There's also no mention of storage, injection site rotation, or what to do if the reconstitution looks off. For a video positioning itself as a definitive guide, those omissions are notable.
What should you actually know?
GHK-Cu is one of the more studied cosmetic peptides, and topical formulations have a real evidence base. The systemic injectable version is a different story. There are no FDA-approved injectable GHK-Cu products, and compounded versions exist in a regulatory gray zone that shifts frequently.
If you're evaluating peptide therapy, the dose-response relationship for GHK-Cu injections in humans has not been established in controlled trials. The range of 1-2.5 mg described in this video is not clinically validated by published human studies. That doesn't mean it's dangerous, but it does mean you are operating outside what science can currently confirm.
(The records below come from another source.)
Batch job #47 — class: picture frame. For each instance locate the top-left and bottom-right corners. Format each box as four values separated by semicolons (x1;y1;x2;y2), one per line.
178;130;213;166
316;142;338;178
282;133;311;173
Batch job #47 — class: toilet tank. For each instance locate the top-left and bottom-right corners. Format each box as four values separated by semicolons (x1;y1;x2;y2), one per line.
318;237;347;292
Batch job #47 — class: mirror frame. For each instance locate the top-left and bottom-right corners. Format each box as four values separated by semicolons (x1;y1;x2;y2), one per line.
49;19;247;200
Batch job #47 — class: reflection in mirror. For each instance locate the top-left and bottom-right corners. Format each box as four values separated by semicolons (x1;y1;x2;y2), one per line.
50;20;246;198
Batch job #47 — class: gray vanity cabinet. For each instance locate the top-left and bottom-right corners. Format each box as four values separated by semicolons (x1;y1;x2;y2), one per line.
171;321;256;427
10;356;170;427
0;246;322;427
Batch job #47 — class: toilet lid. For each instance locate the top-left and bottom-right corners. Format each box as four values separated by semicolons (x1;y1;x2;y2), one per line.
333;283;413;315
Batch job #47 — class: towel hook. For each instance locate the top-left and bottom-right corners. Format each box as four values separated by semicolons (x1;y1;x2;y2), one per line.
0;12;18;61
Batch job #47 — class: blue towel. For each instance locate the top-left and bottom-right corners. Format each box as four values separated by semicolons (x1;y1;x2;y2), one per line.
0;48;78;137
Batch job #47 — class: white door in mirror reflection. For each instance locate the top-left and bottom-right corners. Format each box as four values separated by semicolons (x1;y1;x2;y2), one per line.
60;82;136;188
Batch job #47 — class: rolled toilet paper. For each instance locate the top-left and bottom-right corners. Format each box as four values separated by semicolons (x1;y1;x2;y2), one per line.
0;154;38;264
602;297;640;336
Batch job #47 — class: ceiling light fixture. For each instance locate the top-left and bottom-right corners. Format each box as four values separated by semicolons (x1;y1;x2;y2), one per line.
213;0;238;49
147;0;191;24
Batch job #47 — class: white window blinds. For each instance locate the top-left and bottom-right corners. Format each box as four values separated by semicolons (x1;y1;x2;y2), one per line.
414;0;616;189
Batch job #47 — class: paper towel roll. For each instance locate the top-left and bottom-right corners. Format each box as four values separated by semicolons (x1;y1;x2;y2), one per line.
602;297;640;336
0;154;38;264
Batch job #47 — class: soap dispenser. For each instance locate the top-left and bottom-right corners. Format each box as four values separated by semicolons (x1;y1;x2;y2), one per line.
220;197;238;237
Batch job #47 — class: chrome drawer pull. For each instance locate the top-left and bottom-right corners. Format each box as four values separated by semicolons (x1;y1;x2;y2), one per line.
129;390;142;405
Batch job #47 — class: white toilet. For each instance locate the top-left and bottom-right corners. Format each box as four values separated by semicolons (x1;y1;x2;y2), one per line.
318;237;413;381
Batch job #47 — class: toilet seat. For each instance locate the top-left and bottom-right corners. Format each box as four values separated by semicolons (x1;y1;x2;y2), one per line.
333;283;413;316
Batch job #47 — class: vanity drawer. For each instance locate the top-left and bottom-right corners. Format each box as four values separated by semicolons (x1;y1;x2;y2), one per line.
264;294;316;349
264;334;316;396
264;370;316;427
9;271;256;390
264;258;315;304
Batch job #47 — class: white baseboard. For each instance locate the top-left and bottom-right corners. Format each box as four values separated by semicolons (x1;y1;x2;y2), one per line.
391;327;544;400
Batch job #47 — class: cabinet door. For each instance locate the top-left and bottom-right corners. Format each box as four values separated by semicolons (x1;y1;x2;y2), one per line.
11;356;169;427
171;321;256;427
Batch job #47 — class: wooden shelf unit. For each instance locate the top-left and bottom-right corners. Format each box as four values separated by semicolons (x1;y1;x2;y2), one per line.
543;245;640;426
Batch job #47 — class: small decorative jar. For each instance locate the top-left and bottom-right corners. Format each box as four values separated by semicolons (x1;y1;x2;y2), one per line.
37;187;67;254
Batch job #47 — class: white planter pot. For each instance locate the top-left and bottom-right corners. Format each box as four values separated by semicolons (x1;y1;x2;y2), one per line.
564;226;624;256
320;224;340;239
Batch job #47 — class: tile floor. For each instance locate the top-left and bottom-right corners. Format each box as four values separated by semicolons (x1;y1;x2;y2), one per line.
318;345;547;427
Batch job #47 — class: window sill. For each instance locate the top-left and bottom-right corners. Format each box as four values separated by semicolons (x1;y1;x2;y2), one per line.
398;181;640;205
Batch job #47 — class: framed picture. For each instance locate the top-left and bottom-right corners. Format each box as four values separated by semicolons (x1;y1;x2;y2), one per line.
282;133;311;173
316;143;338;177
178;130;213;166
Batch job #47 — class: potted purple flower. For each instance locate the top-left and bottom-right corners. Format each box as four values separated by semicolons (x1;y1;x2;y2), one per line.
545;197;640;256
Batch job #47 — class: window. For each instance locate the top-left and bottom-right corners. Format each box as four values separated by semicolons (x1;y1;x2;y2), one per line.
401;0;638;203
The unnamed peptides in this blend are also a real issue. Depending on what they are (TB-500, BPC-157, epithalon, and others are common in "glow" stacks), the safety profile, contraindications, and timing considerations differ substantially. A "cheat sheet" that skips the ingredient list is incomplete by definition.
Anyone using compounded peptides should be doing so under the supervision of a licensed clinician who can review bloodwork, monitor for adverse effects, and adjust dosing based on actual response data, not a TikTok unit guide.